Increasingly, expeditionary warfare forces are becoming more visible in their role in undergirding the political stability necessary for globalization. Other naval assets—such as CVBGs, submarines, independently operating surface combatants, and long-range tactical aviation—play key roles in enforcing order on the high seas portion of the global commons. But it is the nature of amphibious forces—that is, the ability to project power from the sea onto the land in a measured, tailored fashion—that makes them the most likely asset to be called upon to perform stability operations. Landing marines ashore has an obviously longer-term impact (and more flexible outcome) than aerial bombing or a missile strike. In this sense, amphibious forces are the most visible sign of reassurance for friendly nations and deterrence for potential hostile actors.

Should an aggressor threaten commerce on the global commons—either on the high seas or in the littorals—expeditionary warfare forces are structured to extract swift retribution: from destroying ships, aircraft, ports, or airfields that disrupt or even threaten to disrupt global commerce, to protecting the ports and airfields of friendly nations to ensure the continued free flow of trade, to directly attacking pirates or other rogue entities that seize or otherwise hazard international merchant shipping, to escorting this same shipping during selected portions of their transits.

The ability of expeditionary warfare forces to serve as key guarantors of international commerce from terminus to terminus makes them indispensable assets in facilitating and accelerating globalization. While these forces dramatically impact globalization, so too does globalization impact the rule set for the conduct of amphibious warfare. This suggests that the paradigm for expeditionary warfare may be changing as rapidly as globalization is changing the world.
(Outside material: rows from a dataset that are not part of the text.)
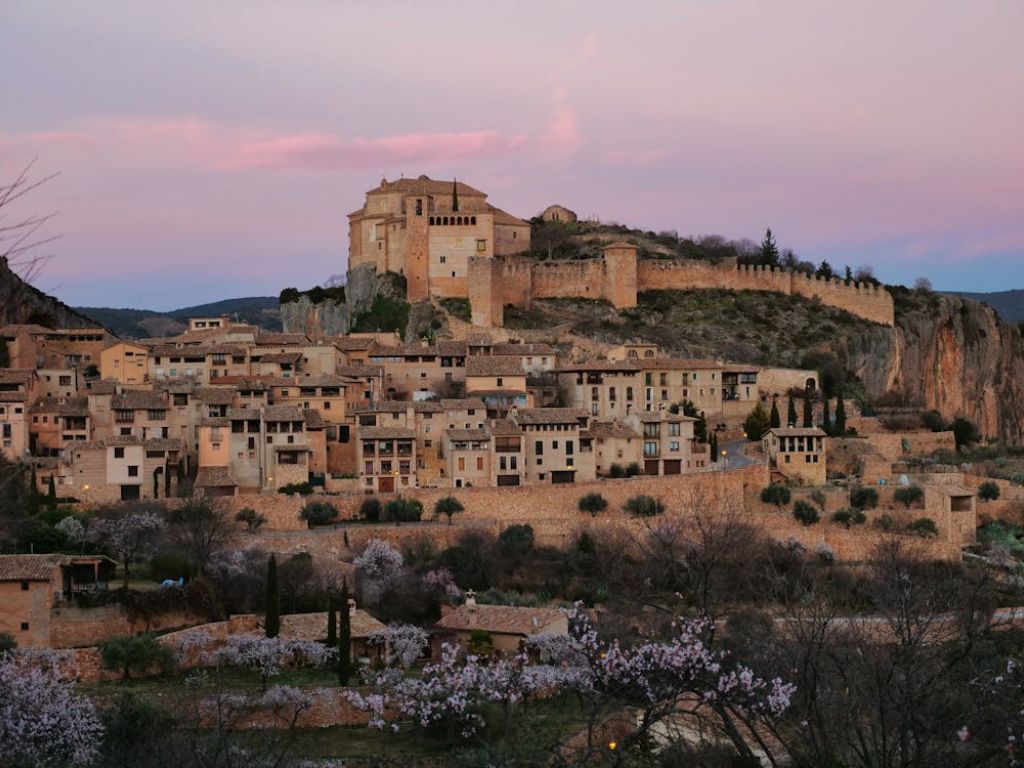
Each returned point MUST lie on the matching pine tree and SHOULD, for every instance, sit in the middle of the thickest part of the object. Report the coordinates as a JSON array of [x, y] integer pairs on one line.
[[769, 251], [840, 416], [332, 625], [271, 621], [344, 639]]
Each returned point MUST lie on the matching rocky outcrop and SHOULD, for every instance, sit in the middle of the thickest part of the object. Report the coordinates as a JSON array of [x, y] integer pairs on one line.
[[22, 303], [333, 317]]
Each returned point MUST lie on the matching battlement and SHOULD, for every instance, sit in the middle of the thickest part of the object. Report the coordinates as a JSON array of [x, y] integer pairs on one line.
[[620, 275]]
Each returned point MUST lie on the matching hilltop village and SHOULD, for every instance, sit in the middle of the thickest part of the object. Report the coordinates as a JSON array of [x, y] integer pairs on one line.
[[461, 504]]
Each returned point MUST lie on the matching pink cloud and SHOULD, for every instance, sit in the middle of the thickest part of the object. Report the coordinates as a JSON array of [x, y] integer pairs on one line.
[[328, 151]]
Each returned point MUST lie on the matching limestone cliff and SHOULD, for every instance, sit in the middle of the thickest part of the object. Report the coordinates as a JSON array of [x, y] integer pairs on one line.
[[22, 303]]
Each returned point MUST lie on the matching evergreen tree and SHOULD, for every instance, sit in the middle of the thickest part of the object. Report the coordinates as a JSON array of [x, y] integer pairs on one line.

George V. Galdorisi was on target. We observe that nearly 6 years later the paradigm for expeditionary warfare has already changed as a direct result of globalization. The major, visible influence of globalization is that the importance of expeditionary forces has increased, but in the process we observe the prominence of amphibious assault within the context of expeditionary forces has decreased. This has led to new expeditionary warfare force requirements, and the results appear to be Sea Basing... and all the definitions of it.